There was criticism of those ready to confide the ‘’keys of the house’’ of France to external authorities, to ‘’illegitimate commissars unknown to all, to the oligarchs of the world order, who from their glass towers in Brussels administer us as if we were a colony!’’

‘’No, France is our country!’’, LePen exclaimed defiantly, railing against the EU’s say in French budgetary affairs and its ability to impose fines on nation states for decisions normally the prerogative of a sovereign people.

‘’It’s up to us to decide our laws, our administrative arrangements, our systems of social solidarity’’, she insisted, praising France’s envied model of social protection, a legacy of the social doctrine of the Catholic Church.

Although it would not please everybody, LePen continued, it would from her election onwards be for the French people to decide ‘‘who comes and who goes, who settles amongst us and who is not welcome.’’

France did not want the migrants of Madame Merkel, the pronunciation of the German Chancellor’s name taking on the weaponized form of a swinging axe.

Announcing boldly that the EU was about to crumble and that the end of globalization was underway, LePen reminded voters that the decision before the country was a choice of nothing less than two versions of civilization.

‘‘In their world, it would be logical that France should submit to a double submission, a submission from above, to the supra-national institutions of the EU, and a submission from below, imposed by the bands of thugs or Islamists.

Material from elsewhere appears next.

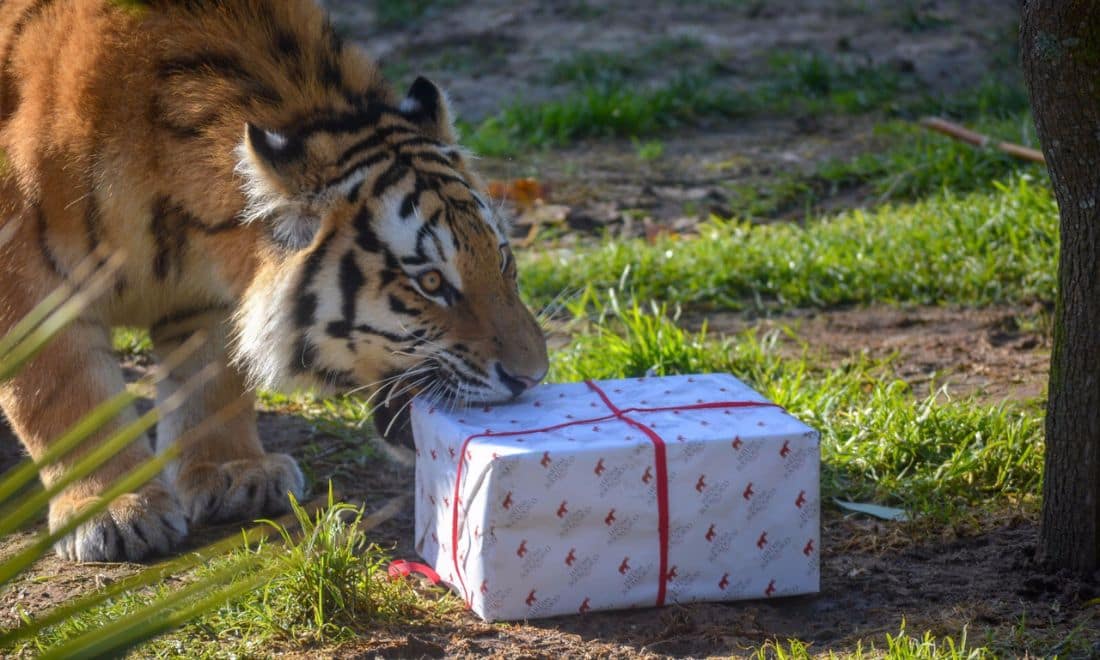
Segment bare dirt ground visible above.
[0,0,1100,658]
[323,0,1018,235]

With us, the French will not lower their heads before either one!’’

LePen spoke of those living on the front line of industrial decline, dilapidation, the migrant influx, and the loss of identity;

‘’Every day I meet French people who describe what they are seeing with their own eyes; the factory which closes, the wallet that empties, the village that’s dying, the migrants that are arriving, the mosque-cathedral under construction.’

Yet there was a promise of deliverance from the decay, the morass, a seductive message which may prove convincing enough to win her the presidency, a call to emancipation, to liberation and rebellion for patriots to regroup under the flag in order to ”revitalize the national spirit.”

‘’I’m going to transmit a message of hope to you. The hour of the defeat of the globalists has come!’’

Decision making powers would be restored back to the people, she pledged, via referenda, the results of which would be respected. The oligarchs would be put in their place.

The ‘’democratic insurrection of the people’’ was on the march, in the United States, in Great Britain, in Italy, in India, and finally all around the world, the crowd was told.

It was time for France, long since holding liberty as an ideal, to take its place as a driving force in this movement.

‘’We will not shirk away! We have a rendez-vous with history!

By now the crowd in the arena was on its feet again, and the message had been broadcast to television viewers across the country. Those in the arena were convinced that their candidate could change France’s direction but what of the wider French public?

Only time will tell – four weeks now – if LePen’s words resonate with enough of the country’s ordinarily risk-averse voters to secure her victory.

One could place an emphasis on ordinarily. With the election campaign set against a backdrop of myriad crises – economic decay, social unrest, rising Islamism and the unending flow of migrants – these are certainly no ordinary times for France.